You can see his memoirs on the bottom shelf. (20 red books) I also used to read at school and got those wtf looks lol.
BTW, I'm a member at LibraryThing.com, where I keep my "on hand" book list. It's handy for me when I have to remember if I already have a book or not, I can check my catalog on my phone.
Swine! Already seen your Librarything (bit stalky? You mentioned it here a while back...). I wanted to see your MOUND of stuff for scanning etc.. Why d'you think I started this nonsense...
I have a four inch thick stack of AARs on Coral Sea on my desk right now. Gotta scan that puppy soon-ish. Right now I'm slamming the NHHC with files to support the 75th anniversary of the raid on Pearl Harbor.
I've now had leisure to browse through some of the other bookshelves posted here ; somehow it's conforting to see many familiar titles ; and then there are the envy-inducing ones, like Adam's Collector Grade 'Sturmgewehr!' and ( as you'd expect ) some tasty armour books.....and Gordon's neatly-binder'ed 'After The Battles' ( unlike my pile of them in the cupboard ).....
I recently picked up Roscoe's United States Destroyer Operations in World War II and United States Submarine Operations in World War II for $7.99 each.
Those bindered ATBs of Gordon's definitely noted here. (Never bought that full set for peanuts years back, mutter, harumph, etc.) Bit of book-stacking building there, Martin. Think of that shriven feeling more shelves may bring one day. My 'rescue in a fire' things on those main shelves is the boxes at the very bottom. A full set of Wheels and Tracks that might make me cry a little if I lost. Those and the HMSO British armour series. It's odd, because I don't really regard myself as a bibliophile, and treat my books appallingly by some measures, but they are sort of... satisfying.
#4 is a hardcore bibliophile, you can't tell which books she's read and which are fresh from the store. So every once in a while I cut a book to pieces to make PDFing easier and I hear her eyes on the back of my neck.
And binders individually indexed. Yes, I am that pedantic. Proud of these original copies of Hammerton Press' The War Illustrated from both world wars. Bought volume one of the Great War edition in a bookshop in Romsey, Hants when I was twelve, and literally spent the next 25 years collecting the rest. Above them you can see the volumes of Twenty Years After; an interwar series which went back to the various battlefields and illustrated them with then and now pictures- which inspired After The Battle, of course. This is a set I collected as a teenager. In the '70s Marshall Cavendish did this 90 part reprint of WW2 British newspapers with additional sleeves outlining a crucial part of wartime history. Part one was a reprint of The Daily Mirror from September 4th 1939. There were also reprints of famous wartime posters, from both sides. This one never recovered from being stuck on my bedroom wall with GPO insulating tape rather than drawing pins...like any sensible person would have thought of...

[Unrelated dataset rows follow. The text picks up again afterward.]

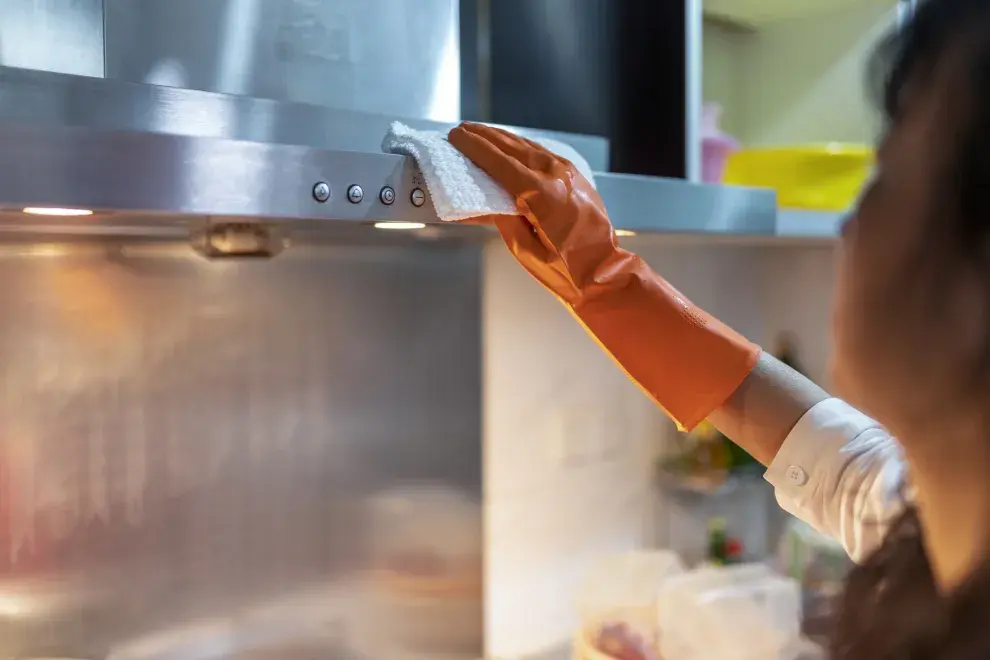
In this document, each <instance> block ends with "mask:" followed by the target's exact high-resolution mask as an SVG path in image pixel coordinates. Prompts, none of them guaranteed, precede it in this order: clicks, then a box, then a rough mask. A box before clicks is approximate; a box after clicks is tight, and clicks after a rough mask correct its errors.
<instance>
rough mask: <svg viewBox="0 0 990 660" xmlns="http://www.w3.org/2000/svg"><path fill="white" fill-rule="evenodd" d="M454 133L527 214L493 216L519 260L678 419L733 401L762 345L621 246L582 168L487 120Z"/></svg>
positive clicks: (516, 256)
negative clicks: (487, 121)
mask: <svg viewBox="0 0 990 660" xmlns="http://www.w3.org/2000/svg"><path fill="white" fill-rule="evenodd" d="M448 139H449V140H450V143H451V144H452V145H454V147H456V148H457V149H458V150H459V151H461V152H462V153H463V154H464V155H465V156H467V157H468V158H469V159H471V160H472V161H474V163H475V164H477V165H478V166H479V167H480V168H481V169H482V170H484V171H485V172H487V173H488V175H489V176H491V177H492V178H493V179H495V181H497V182H498V183H499V184H500V185H502V187H503V188H505V189H506V190H507V191H508V192H509V194H511V195H514V196H515V197H516V200H517V202H518V204H519V209H520V213H521V215H520V216H507V215H506V216H492V217H491V218H488V220H490V221H491V222H492V223H494V224H495V225H496V226H497V227H498V230H499V233H500V234H501V235H502V239H503V240H504V241H505V244H506V245H507V246H508V247H509V250H510V251H511V252H512V254H513V255H515V257H516V259H517V260H518V261H519V263H520V264H522V266H523V267H524V268H525V269H526V270H528V271H529V272H530V273H531V274H532V275H533V276H534V277H535V278H536V279H537V280H539V281H540V282H541V283H542V284H543V286H545V287H546V288H547V289H549V290H550V291H551V292H553V293H554V294H556V295H557V297H558V298H560V299H561V300H562V301H563V302H564V304H565V305H566V306H567V307H568V308H569V309H570V310H571V312H572V313H573V314H574V315H575V316H576V317H577V318H578V320H579V321H580V322H581V323H582V325H584V327H585V328H586V329H587V330H588V332H589V333H591V335H592V336H593V337H594V338H595V339H596V340H597V341H598V342H599V344H600V345H601V346H602V348H604V349H605V351H606V352H607V353H609V355H611V356H612V358H613V359H614V360H615V361H616V362H618V363H619V365H620V366H621V367H622V369H623V370H625V372H626V374H627V375H628V376H629V377H630V378H631V379H632V380H633V381H635V382H636V383H638V384H639V385H640V387H642V388H643V389H644V390H645V391H646V393H647V394H648V395H649V396H650V397H652V398H653V399H654V400H655V401H656V402H657V403H658V404H659V405H660V406H661V407H662V408H663V409H664V411H665V412H666V413H667V414H668V415H669V416H670V417H671V418H673V420H674V421H675V422H677V424H678V426H680V427H681V428H683V429H692V428H694V427H695V426H696V425H697V424H698V423H699V422H701V421H702V420H704V419H705V418H706V417H707V416H708V415H709V414H710V413H711V412H712V411H714V410H715V409H717V408H718V407H719V406H721V405H722V404H723V403H725V401H726V399H728V398H729V396H730V395H731V394H732V393H733V392H734V391H735V390H736V388H737V387H738V386H739V384H740V383H742V381H743V379H744V378H745V377H746V376H747V374H749V372H750V371H751V370H752V368H753V366H754V365H755V364H756V360H757V358H758V357H759V354H760V348H759V347H758V346H757V345H755V344H753V343H751V342H749V341H747V340H746V339H745V338H743V337H742V336H741V335H739V334H738V333H736V332H735V331H733V330H732V329H730V328H728V327H727V326H725V325H724V324H722V323H721V322H719V321H718V320H717V319H715V318H713V317H712V316H710V315H708V314H707V313H705V312H704V311H702V310H701V309H698V308H697V307H695V306H694V305H693V304H692V303H691V302H690V301H688V300H687V298H685V297H684V296H683V295H681V294H680V293H679V292H678V291H677V290H676V289H674V287H672V286H670V284H668V283H667V281H666V280H664V279H663V278H662V277H660V276H659V275H657V274H656V273H655V272H653V271H652V270H651V269H650V267H649V266H647V265H646V263H645V262H644V261H643V260H642V259H640V258H639V257H637V256H636V255H634V254H632V253H630V252H627V251H625V250H623V249H621V248H619V246H618V244H617V242H616V238H615V232H613V231H612V225H611V223H610V222H609V219H608V215H606V213H605V206H604V204H603V203H602V200H601V198H600V197H599V196H598V193H597V192H595V189H594V188H593V187H592V186H591V184H590V183H589V182H588V181H587V180H586V179H585V178H584V177H583V176H582V175H581V174H580V173H579V172H578V170H577V168H575V167H574V166H573V165H572V164H571V163H570V162H568V161H567V160H565V159H563V158H560V157H559V156H557V155H555V154H553V153H551V152H549V151H547V150H546V149H544V148H543V147H541V146H539V145H538V144H536V143H534V142H530V141H529V140H526V139H523V138H520V137H518V136H515V135H512V134H511V133H506V132H504V131H501V130H499V129H496V128H491V127H489V126H482V125H478V124H469V123H464V124H461V125H460V126H458V127H457V128H455V129H453V130H452V131H451V132H450V135H449V137H448Z"/></svg>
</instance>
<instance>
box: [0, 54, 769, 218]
mask: <svg viewBox="0 0 990 660" xmlns="http://www.w3.org/2000/svg"><path fill="white" fill-rule="evenodd" d="M392 119H393V118H392V117H387V116H384V115H373V114H367V113H360V112H351V111H341V110H334V109H329V108H324V107H319V106H311V105H304V104H298V103H291V102H282V101H272V100H265V99H254V98H249V97H242V96H231V95H225V94H217V93H212V92H203V91H197V90H189V89H179V88H169V87H162V86H156V85H148V84H140V83H129V82H121V81H118V80H109V79H101V78H88V77H82V76H72V75H65V74H57V73H49V72H41V71H33V70H26V69H15V68H0V208H2V209H3V210H4V211H5V213H3V214H0V215H2V216H3V223H2V224H3V225H4V228H5V229H7V230H8V231H9V230H11V229H26V228H30V227H32V226H38V225H40V224H41V221H39V220H37V219H36V218H34V217H28V216H24V215H22V214H20V213H19V211H20V210H21V209H24V208H26V207H40V208H42V209H46V208H59V209H86V210H93V211H97V213H95V214H94V215H93V216H90V217H87V218H85V219H77V220H74V221H73V222H74V223H75V225H77V226H85V227H88V228H89V229H90V230H91V231H95V230H98V229H99V228H101V227H110V226H112V225H113V224H114V222H115V220H114V219H115V218H120V217H122V216H125V215H126V216H127V217H128V218H131V219H133V218H135V217H144V218H146V221H145V222H144V223H138V224H141V225H142V226H144V227H146V228H147V231H149V232H150V231H152V229H155V228H157V229H155V231H164V230H165V229H166V228H168V227H170V226H171V227H172V228H173V229H174V230H176V231H181V230H182V229H181V227H182V226H183V225H184V223H185V222H186V221H187V220H189V219H192V218H239V219H244V220H259V221H295V222H300V223H306V224H308V225H311V226H313V225H315V226H321V225H323V224H327V225H329V224H333V223H352V224H353V223H360V224H369V223H376V222H407V223H408V222H411V223H423V224H431V223H437V222H438V220H437V218H436V216H435V214H434V213H433V210H432V204H431V203H430V201H429V195H428V191H427V190H426V189H425V186H424V185H423V183H422V180H421V177H420V176H419V174H418V172H417V169H416V167H415V164H414V163H413V162H412V161H411V159H408V158H406V157H402V156H396V155H391V154H383V153H380V152H379V144H380V141H381V138H382V136H383V135H384V134H385V131H386V129H387V126H388V124H389V122H390V121H391V120H392ZM403 121H407V123H409V124H410V125H412V126H414V127H417V128H425V129H428V128H434V129H438V130H443V129H447V128H449V127H450V125H449V124H440V123H435V122H429V121H415V120H414V121H408V120H403ZM512 130H514V131H516V132H518V133H520V134H523V135H529V136H535V137H550V138H554V139H557V140H560V141H563V142H565V143H567V144H569V145H570V146H572V147H574V148H575V149H576V150H577V151H578V152H579V153H581V154H582V155H583V156H584V157H585V158H587V159H588V161H589V163H590V164H591V165H592V167H593V168H594V169H596V170H604V169H606V168H607V151H608V144H607V142H606V141H605V140H604V139H602V138H595V137H588V136H581V135H570V134H562V133H556V132H548V131H529V130H526V129H518V128H513V129H512ZM596 180H597V186H598V189H599V191H600V193H601V195H602V198H603V199H604V201H605V204H606V206H607V208H608V209H609V213H610V216H611V218H612V220H613V223H614V224H615V226H616V228H617V229H621V230H627V231H630V232H637V233H670V232H675V233H701V234H727V235H756V236H774V235H775V233H776V229H777V209H776V199H775V195H774V193H773V192H771V191H767V190H757V189H747V188H739V187H729V186H716V185H700V184H691V183H687V182H685V181H682V180H675V179H662V178H656V177H644V176H631V175H620V174H613V173H608V172H606V171H599V172H597V173H596ZM11 212H13V213H11ZM11 218H17V220H16V221H14V220H11ZM60 222H61V219H60ZM66 222H68V220H66ZM63 224H64V223H63ZM129 224H130V225H134V224H135V223H134V222H133V221H131V222H130V223H129ZM130 231H138V232H140V231H142V230H140V229H135V227H134V226H131V227H130Z"/></svg>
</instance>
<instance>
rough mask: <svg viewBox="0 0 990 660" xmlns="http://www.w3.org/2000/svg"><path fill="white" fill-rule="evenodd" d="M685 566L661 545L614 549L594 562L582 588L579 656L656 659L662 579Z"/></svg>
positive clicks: (681, 562) (579, 638)
mask: <svg viewBox="0 0 990 660" xmlns="http://www.w3.org/2000/svg"><path fill="white" fill-rule="evenodd" d="M683 572H684V565H683V563H682V562H681V559H680V557H678V556H677V555H676V554H674V553H672V552H667V551H662V550H659V551H642V552H630V553H625V554H620V555H614V556H612V557H608V558H606V559H604V560H602V561H600V562H598V563H597V564H596V565H595V566H593V567H592V569H591V570H590V571H589V572H588V574H587V575H586V576H585V578H584V580H583V581H582V583H581V586H580V587H579V589H578V596H577V611H578V615H579V617H580V620H581V627H580V629H579V631H578V634H577V636H576V637H575V641H574V658H575V660H615V659H616V658H621V659H622V660H627V659H632V660H655V659H656V658H657V657H658V656H657V649H658V642H657V609H656V605H657V595H658V594H659V592H660V585H661V584H662V583H663V582H664V581H665V580H667V579H669V578H670V577H672V576H675V575H681V574H682V573H683ZM619 647H622V648H623V649H624V651H625V652H623V651H620V650H618V648H619ZM609 650H612V651H613V652H612V653H611V654H610V653H609Z"/></svg>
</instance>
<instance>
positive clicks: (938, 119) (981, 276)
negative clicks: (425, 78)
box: [450, 0, 990, 660]
mask: <svg viewBox="0 0 990 660" xmlns="http://www.w3.org/2000/svg"><path fill="white" fill-rule="evenodd" d="M876 64H877V72H879V73H881V74H882V81H883V94H882V99H883V109H884V111H885V113H886V115H887V118H888V120H889V121H888V128H887V131H886V134H885V135H884V137H883V140H882V141H881V143H880V146H879V149H878V152H877V160H878V162H877V171H876V174H875V177H874V179H873V180H872V181H871V183H870V184H869V186H868V187H867V188H866V190H865V191H864V194H863V196H862V198H861V200H860V203H859V206H858V208H857V210H856V212H855V213H854V214H853V217H852V218H851V219H850V220H849V221H848V222H847V223H846V225H845V227H844V228H843V232H842V249H841V257H840V261H839V269H838V294H837V300H836V304H835V310H834V312H835V313H834V319H835V324H834V329H835V337H834V347H833V348H834V351H833V354H834V360H833V365H832V371H833V380H834V382H835V384H836V386H837V388H838V389H839V390H840V391H841V394H842V395H843V396H844V397H845V398H846V400H847V401H849V402H850V403H851V404H854V405H855V406H857V407H858V408H860V409H861V410H864V411H868V412H869V414H870V415H871V416H872V417H874V418H876V419H877V420H879V422H876V421H873V419H871V418H870V417H866V416H865V415H863V414H861V413H860V412H857V410H856V409H854V408H852V407H851V406H850V405H849V404H847V403H844V402H843V401H840V400H839V399H835V398H831V397H830V396H829V395H828V394H826V393H825V392H824V391H822V390H821V389H819V388H818V387H816V386H815V385H813V384H812V383H810V382H809V381H807V380H806V379H804V378H802V377H801V376H800V375H798V374H796V373H794V372H793V371H791V370H790V369H788V368H787V367H785V366H783V365H782V364H780V363H779V362H777V361H776V360H774V359H773V358H772V357H770V356H769V355H767V354H765V353H763V352H762V351H760V349H759V348H758V347H757V346H755V345H753V344H751V343H750V342H748V341H747V340H745V339H744V338H742V337H741V336H739V335H738V334H736V333H735V332H733V331H732V330H730V329H729V328H727V327H725V326H724V325H722V324H721V323H719V322H718V321H717V320H715V319H713V318H712V317H710V316H709V315H707V314H706V313H704V312H703V311H701V310H699V309H697V308H696V307H694V306H693V305H692V304H691V303H690V302H688V301H687V300H685V299H684V297H683V296H681V295H680V294H679V293H678V292H677V291H676V290H674V289H673V288H672V287H670V285H669V284H667V282H666V281H664V280H663V278H662V277H660V276H659V275H657V274H656V273H654V272H653V271H651V270H650V269H649V268H648V267H647V266H646V265H645V264H644V263H643V262H642V261H641V260H640V259H639V258H637V257H636V256H634V255H632V254H629V253H628V252H625V251H623V250H621V249H619V248H618V247H617V245H616V241H615V236H614V233H613V232H612V229H611V227H610V225H609V222H608V218H607V216H606V214H605V210H604V208H603V206H602V203H601V200H600V199H599V197H598V196H597V194H596V193H595V192H594V190H592V188H591V187H590V186H589V185H588V183H587V182H586V181H585V180H584V179H583V178H582V177H581V175H580V174H578V173H577V171H576V170H575V169H574V168H573V166H571V164H570V163H568V162H566V161H563V160H562V159H560V158H557V157H556V156H553V155H551V154H549V153H548V152H546V151H544V150H543V149H541V148H540V147H538V146H536V145H534V144H532V143H530V142H527V141H525V140H522V139H520V138H517V137H514V136H511V135H508V134H505V133H503V132H500V131H498V130H496V129H492V128H488V127H482V126H476V125H470V124H465V125H462V126H460V127H458V128H456V129H454V130H453V131H452V132H451V134H450V141H451V143H452V144H454V146H456V147H457V148H458V149H460V150H461V151H462V152H463V153H465V154H466V155H467V156H468V157H469V158H471V159H472V160H473V161H475V162H476V163H477V164H478V165H479V166H481V167H482V168H483V169H485V170H486V171H487V172H488V173H489V174H490V175H491V176H492V177H494V178H495V179H496V180H497V181H499V182H500V183H501V184H502V185H503V186H504V187H505V188H506V189H507V190H509V191H511V192H512V193H514V194H515V195H516V196H517V198H518V200H519V203H520V208H521V209H522V212H523V215H521V216H520V217H514V218H513V217H504V218H492V219H491V221H492V222H493V223H495V224H496V225H497V226H498V229H499V231H500V233H501V235H502V237H503V239H504V240H505V242H506V244H507V245H508V246H509V248H510V250H511V251H512V252H513V254H514V255H515V256H516V257H517V259H518V260H519V262H520V263H521V264H522V265H523V266H524V267H525V268H526V269H527V270H529V272H530V273H532V274H533V275H534V276H535V277H536V278H537V279H538V280H539V281H540V282H542V283H543V285H544V286H546V287H547V288H548V289H550V290H551V291H552V292H553V293H555V294H556V295H557V296H558V297H559V298H560V299H561V300H562V301H563V302H564V304H565V305H566V306H567V307H568V308H569V309H570V310H571V311H572V312H573V313H574V315H575V317H576V318H577V319H578V320H579V321H580V322H581V323H582V324H583V325H584V326H585V327H586V328H587V329H588V331H589V332H590V333H591V334H592V335H593V336H594V337H595V338H596V339H597V340H598V342H599V343H600V344H601V345H602V346H603V348H604V349H605V350H606V351H608V352H609V353H610V354H611V355H612V356H613V358H615V360H616V361H617V362H618V363H619V364H620V365H621V366H622V368H623V369H624V370H625V371H626V372H627V374H628V375H629V376H630V377H631V378H632V379H633V380H635V381H636V382H637V383H638V384H639V385H641V386H642V387H643V389H644V390H645V391H646V392H647V393H648V394H649V395H650V396H651V397H653V398H654V399H655V400H656V401H657V403H659V404H660V405H661V406H662V407H663V408H664V409H665V410H666V411H667V413H668V414H669V415H670V416H671V417H672V418H674V419H675V420H676V421H677V422H678V423H679V424H680V425H681V426H683V427H686V428H690V427H692V426H693V425H695V424H697V423H698V422H699V421H700V420H702V419H704V418H706V417H707V418H709V419H711V420H712V421H713V422H714V423H715V424H716V425H717V426H718V427H719V428H720V429H721V430H722V431H723V432H724V433H725V434H726V435H728V436H729V437H730V438H732V439H733V440H735V441H736V442H738V443H739V444H740V445H742V446H743V447H744V448H745V449H747V450H748V451H749V452H750V453H751V454H753V455H754V456H755V457H756V458H758V459H759V460H761V461H762V462H763V463H764V464H766V465H767V466H768V470H767V475H766V477H767V479H768V480H769V481H770V482H771V483H772V484H773V485H774V486H775V488H776V491H777V498H778V501H779V502H780V503H781V505H782V506H783V507H784V508H785V509H787V510H789V511H791V512H792V513H794V514H796V515H798V516H800V517H802V518H804V519H805V520H807V521H808V522H810V523H811V524H813V525H814V526H816V527H817V528H819V529H821V530H823V531H825V532H827V533H830V534H832V535H834V536H835V537H837V538H838V539H840V540H841V541H842V542H843V544H844V545H845V547H846V549H847V550H848V551H849V553H850V555H851V556H852V557H853V558H854V559H856V560H857V561H858V562H859V565H858V567H857V568H856V569H855V570H854V571H853V572H852V574H851V575H850V578H849V583H848V587H847V592H846V596H845V598H844V605H843V609H842V614H841V616H840V621H839V626H838V631H837V634H836V639H835V641H834V649H833V651H834V652H833V657H835V658H840V659H842V658H850V659H855V660H866V659H870V660H873V659H883V658H939V659H943V658H944V659H949V658H951V659H956V658H967V659H968V658H985V657H990V405H988V404H990V0H928V1H927V2H922V4H921V6H920V7H919V8H918V10H917V12H916V14H915V17H914V18H913V19H912V22H911V24H910V25H909V26H908V27H907V28H906V29H905V30H904V31H903V32H901V33H900V34H898V35H895V36H893V37H892V38H891V39H890V40H889V41H888V42H887V43H886V44H884V45H883V46H882V47H881V48H880V50H879V51H878V53H877V59H876ZM898 300H900V302H898ZM888 429H889V430H888ZM892 433H893V434H894V435H895V436H896V437H897V441H895V440H893V436H892V435H891V434H892ZM908 475H909V477H910V478H908Z"/></svg>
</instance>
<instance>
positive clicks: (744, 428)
mask: <svg viewBox="0 0 990 660" xmlns="http://www.w3.org/2000/svg"><path fill="white" fill-rule="evenodd" d="M827 398H828V393H826V392H825V390H823V389H822V388H820V387H818V386H817V385H815V384H814V383H812V382H811V381H810V380H808V379H807V378H805V377H804V376H802V375H801V374H799V373H798V372H796V371H794V370H793V369H791V368H790V367H788V366H787V365H785V364H784V363H782V362H780V361H779V360H777V359H776V358H775V357H773V356H772V355H770V354H768V353H766V352H764V353H761V354H760V357H759V360H758V361H757V363H756V366H755V367H754V368H753V370H752V371H751V372H750V373H749V375H748V376H747V377H746V379H745V380H743V382H742V384H741V385H740V386H739V387H738V388H737V389H736V391H735V392H734V393H733V394H732V395H731V396H730V397H729V399H728V400H727V401H726V402H725V403H724V404H723V405H722V406H721V407H720V408H718V409H717V410H715V412H713V413H712V414H711V415H709V417H708V421H710V422H711V423H712V424H714V425H715V426H716V427H717V428H718V430H719V431H721V432H722V433H724V434H725V435H726V436H727V437H729V438H730V439H731V440H732V441H733V442H735V443H736V444H737V445H739V446H740V447H742V448H743V449H745V450H746V451H748V452H749V453H750V455H752V457H753V458H755V459H756V460H758V461H759V462H760V463H762V464H763V465H770V462H771V461H773V458H774V456H776V455H777V451H778V450H779V449H780V446H781V445H782V444H783V443H784V440H785V439H786V438H787V435H788V434H789V433H790V432H791V429H793V428H794V426H795V425H796V424H797V423H798V420H800V419H801V418H802V417H804V414H805V413H807V412H808V411H809V410H811V408H812V407H813V406H814V405H816V404H818V403H820V402H822V401H824V400H825V399H827Z"/></svg>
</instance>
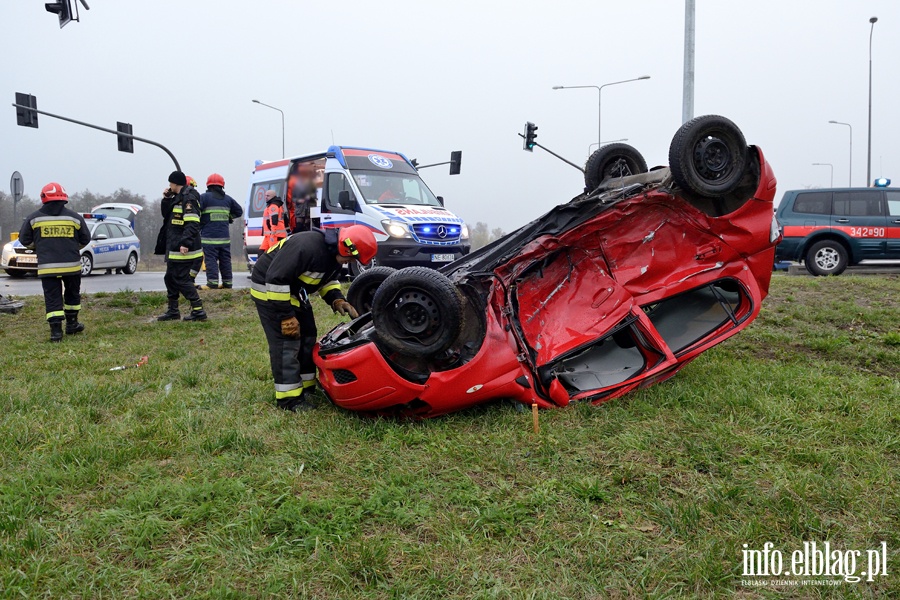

Indeed - 'Set them back on your shelves with your own hands. Arrange them to your own plan, so that if you do not know what is in them, you at least know where they are....' ( Winston S Churchill, 'Thoughts And Adventures') . ( Which reminds me - I haven't posted a pic of my Churchill shelf...........)
Just a little update. I'm halfway through the South Africans at War series, so that shelf looks a little fuller. Plus there is the Nomonhan book.